You're cruising along Interstate 75 when traffic comes to a grinding halt. If only you had known to exit a minute sooner and go a different route.

That's one reason for those big black message boards throughout Greater Cincinnati that alert drivers to congestion ahead. They're known as ARTIMIS signs and have been popping up over local highways since 1998.

The Advanced Regional Traffic Interactive Management & Information System was started in 1995. The Kentucky Transportation Cabinet and Ohio Department of Transportation fund it, and it covers 88 miles of highway.

"'Know before you go' is what our theme is," said Tim Schoch, spokesman for ARTIMIS. "People have come to rely on those signs and trust them."

There are 40 signs in all - 30 in Cincinnati and 10 in Northern Kentucky. But that total south of the river will be 13 by the spring.

One is already in place and should be operating in the next month. Located eastbound on Interstate 275 in Hebron, just before the Ky. 237 exit, it will post information on the traffic status at the I-275/I-75 interchange in Erlanger.

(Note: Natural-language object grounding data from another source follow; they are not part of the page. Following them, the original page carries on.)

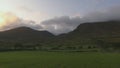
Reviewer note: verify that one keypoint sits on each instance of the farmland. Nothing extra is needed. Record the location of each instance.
(38, 59)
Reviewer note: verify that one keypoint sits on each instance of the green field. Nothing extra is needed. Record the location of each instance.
(37, 59)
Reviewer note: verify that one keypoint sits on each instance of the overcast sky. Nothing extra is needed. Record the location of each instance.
(56, 16)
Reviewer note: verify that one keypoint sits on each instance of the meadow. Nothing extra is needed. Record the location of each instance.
(38, 59)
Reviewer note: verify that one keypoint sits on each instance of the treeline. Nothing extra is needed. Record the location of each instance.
(80, 46)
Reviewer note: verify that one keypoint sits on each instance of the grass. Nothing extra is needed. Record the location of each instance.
(37, 59)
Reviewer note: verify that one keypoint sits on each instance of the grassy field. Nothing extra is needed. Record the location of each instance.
(37, 59)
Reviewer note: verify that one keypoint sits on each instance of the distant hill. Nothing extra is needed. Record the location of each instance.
(89, 33)
(25, 34)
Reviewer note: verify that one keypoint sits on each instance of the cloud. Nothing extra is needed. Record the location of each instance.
(103, 15)
(62, 24)
(66, 24)
(12, 21)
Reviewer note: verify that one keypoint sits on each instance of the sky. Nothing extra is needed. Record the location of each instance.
(56, 16)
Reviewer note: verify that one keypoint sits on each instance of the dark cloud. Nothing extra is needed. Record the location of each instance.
(65, 24)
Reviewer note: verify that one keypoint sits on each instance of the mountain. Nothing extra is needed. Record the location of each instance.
(25, 34)
(89, 33)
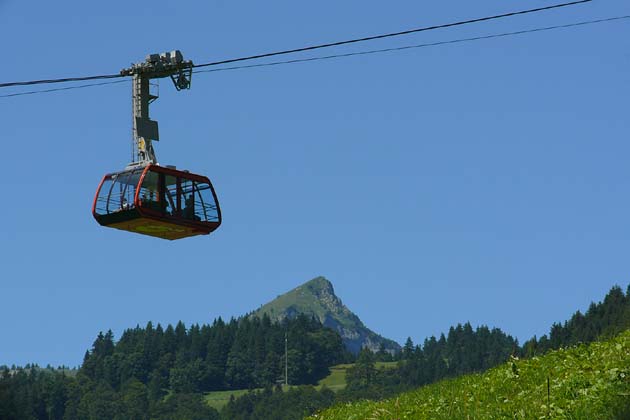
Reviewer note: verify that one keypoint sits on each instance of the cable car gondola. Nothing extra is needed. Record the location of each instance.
(157, 201)
(145, 197)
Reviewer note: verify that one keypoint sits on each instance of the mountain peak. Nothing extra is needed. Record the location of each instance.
(317, 298)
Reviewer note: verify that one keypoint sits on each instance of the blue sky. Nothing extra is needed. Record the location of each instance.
(484, 182)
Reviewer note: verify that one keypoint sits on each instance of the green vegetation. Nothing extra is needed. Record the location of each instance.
(586, 382)
(218, 399)
(158, 374)
(317, 298)
(336, 381)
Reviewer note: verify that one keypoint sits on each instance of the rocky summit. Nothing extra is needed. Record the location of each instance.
(317, 298)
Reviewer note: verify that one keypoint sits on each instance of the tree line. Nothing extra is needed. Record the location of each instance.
(156, 373)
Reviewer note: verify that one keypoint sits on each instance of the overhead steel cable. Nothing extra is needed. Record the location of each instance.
(356, 53)
(33, 92)
(309, 48)
(408, 47)
(390, 35)
(64, 80)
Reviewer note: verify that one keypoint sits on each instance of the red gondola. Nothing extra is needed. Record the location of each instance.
(157, 201)
(147, 198)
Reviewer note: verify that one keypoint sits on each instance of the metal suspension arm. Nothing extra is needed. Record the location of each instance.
(156, 66)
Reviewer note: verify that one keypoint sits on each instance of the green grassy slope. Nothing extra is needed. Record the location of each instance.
(336, 381)
(586, 383)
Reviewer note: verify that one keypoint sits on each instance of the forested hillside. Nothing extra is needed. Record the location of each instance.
(130, 379)
(577, 383)
(156, 373)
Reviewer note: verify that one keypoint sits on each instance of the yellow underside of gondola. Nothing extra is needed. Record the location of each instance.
(157, 228)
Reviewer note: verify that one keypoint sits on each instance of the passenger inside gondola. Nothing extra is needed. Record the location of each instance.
(189, 210)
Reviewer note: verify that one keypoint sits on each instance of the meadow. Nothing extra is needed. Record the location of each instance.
(578, 383)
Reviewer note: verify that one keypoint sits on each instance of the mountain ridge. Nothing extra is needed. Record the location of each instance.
(317, 298)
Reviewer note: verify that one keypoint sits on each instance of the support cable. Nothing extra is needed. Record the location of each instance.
(309, 48)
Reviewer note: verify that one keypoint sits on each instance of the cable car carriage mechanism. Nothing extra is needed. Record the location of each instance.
(147, 198)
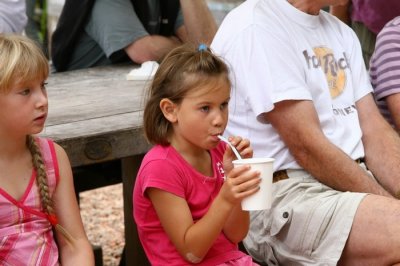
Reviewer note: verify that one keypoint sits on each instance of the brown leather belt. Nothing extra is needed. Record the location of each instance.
(282, 174)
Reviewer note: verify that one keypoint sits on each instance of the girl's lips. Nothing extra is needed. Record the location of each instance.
(40, 119)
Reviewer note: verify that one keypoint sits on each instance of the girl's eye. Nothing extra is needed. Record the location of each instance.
(25, 92)
(205, 108)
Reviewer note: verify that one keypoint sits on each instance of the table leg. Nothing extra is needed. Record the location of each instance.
(134, 254)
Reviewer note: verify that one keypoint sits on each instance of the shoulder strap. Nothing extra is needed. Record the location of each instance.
(50, 159)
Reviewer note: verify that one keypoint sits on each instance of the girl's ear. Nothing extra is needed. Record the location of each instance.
(169, 109)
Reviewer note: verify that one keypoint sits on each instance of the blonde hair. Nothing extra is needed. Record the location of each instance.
(21, 60)
(41, 181)
(185, 68)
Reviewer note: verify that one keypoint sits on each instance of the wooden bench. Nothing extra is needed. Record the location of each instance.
(95, 114)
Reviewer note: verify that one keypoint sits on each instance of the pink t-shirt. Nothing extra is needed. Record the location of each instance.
(164, 168)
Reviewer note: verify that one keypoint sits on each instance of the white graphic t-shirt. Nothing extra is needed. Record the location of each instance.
(281, 53)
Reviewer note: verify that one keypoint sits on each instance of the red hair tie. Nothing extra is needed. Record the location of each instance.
(52, 219)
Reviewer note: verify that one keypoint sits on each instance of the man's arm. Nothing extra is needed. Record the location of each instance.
(393, 103)
(200, 25)
(382, 145)
(298, 125)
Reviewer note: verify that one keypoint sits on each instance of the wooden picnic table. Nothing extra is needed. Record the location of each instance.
(95, 114)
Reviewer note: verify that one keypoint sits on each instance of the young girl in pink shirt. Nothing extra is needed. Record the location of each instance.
(187, 194)
(36, 185)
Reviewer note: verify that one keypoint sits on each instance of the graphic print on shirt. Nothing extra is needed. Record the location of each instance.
(334, 69)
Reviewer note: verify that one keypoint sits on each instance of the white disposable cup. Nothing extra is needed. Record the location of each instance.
(262, 199)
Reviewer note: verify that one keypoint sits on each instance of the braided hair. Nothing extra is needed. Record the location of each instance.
(41, 181)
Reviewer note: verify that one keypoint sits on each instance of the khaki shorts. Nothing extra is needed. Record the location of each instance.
(308, 223)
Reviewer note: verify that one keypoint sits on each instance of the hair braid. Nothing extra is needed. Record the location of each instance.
(41, 180)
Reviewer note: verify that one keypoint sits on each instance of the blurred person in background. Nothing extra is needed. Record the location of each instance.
(385, 72)
(367, 18)
(12, 16)
(102, 32)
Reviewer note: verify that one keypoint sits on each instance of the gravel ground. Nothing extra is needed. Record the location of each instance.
(103, 218)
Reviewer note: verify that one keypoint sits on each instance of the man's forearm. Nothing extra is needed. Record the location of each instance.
(381, 144)
(200, 24)
(315, 153)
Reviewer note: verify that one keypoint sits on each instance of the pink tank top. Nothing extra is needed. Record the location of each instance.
(26, 235)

The other two signs will be put up in the next couple of months on Interstate 75 in Boone County. The northbound sign between the Richwood and Mount Zion roads exits will give commuters information on traffic heading toward Cincinnati. The southbound sign will be just north of Mount Zion Road.

"The southbound sign is not necessarily a Northern Kentucky sign, but an I-75/I-71 sign," said Leon Walden, project manager for the Kentucky Transportation Cabinet. "If there is a major accident on one of those highways, people will know about it before the split."

The split of I-75 and I-71 occurs in Walton, about six miles south of where the new sign will be.

It could be especially beneficial to commuters during the summer on Kentucky Speedway race days.

The signs will also be mounted with cameras to help the ARTIMIS control center in Cincinnati monitor the roads. Along with the 40 signs in the region today, there are more than 80 cameras, 57 miles of fiber optic cable in the roads and 1,100 other various detectors.

Trenkamp said the manufacturing and installation of the two signs near Mt. Zion Road will cost about $630,000 for both.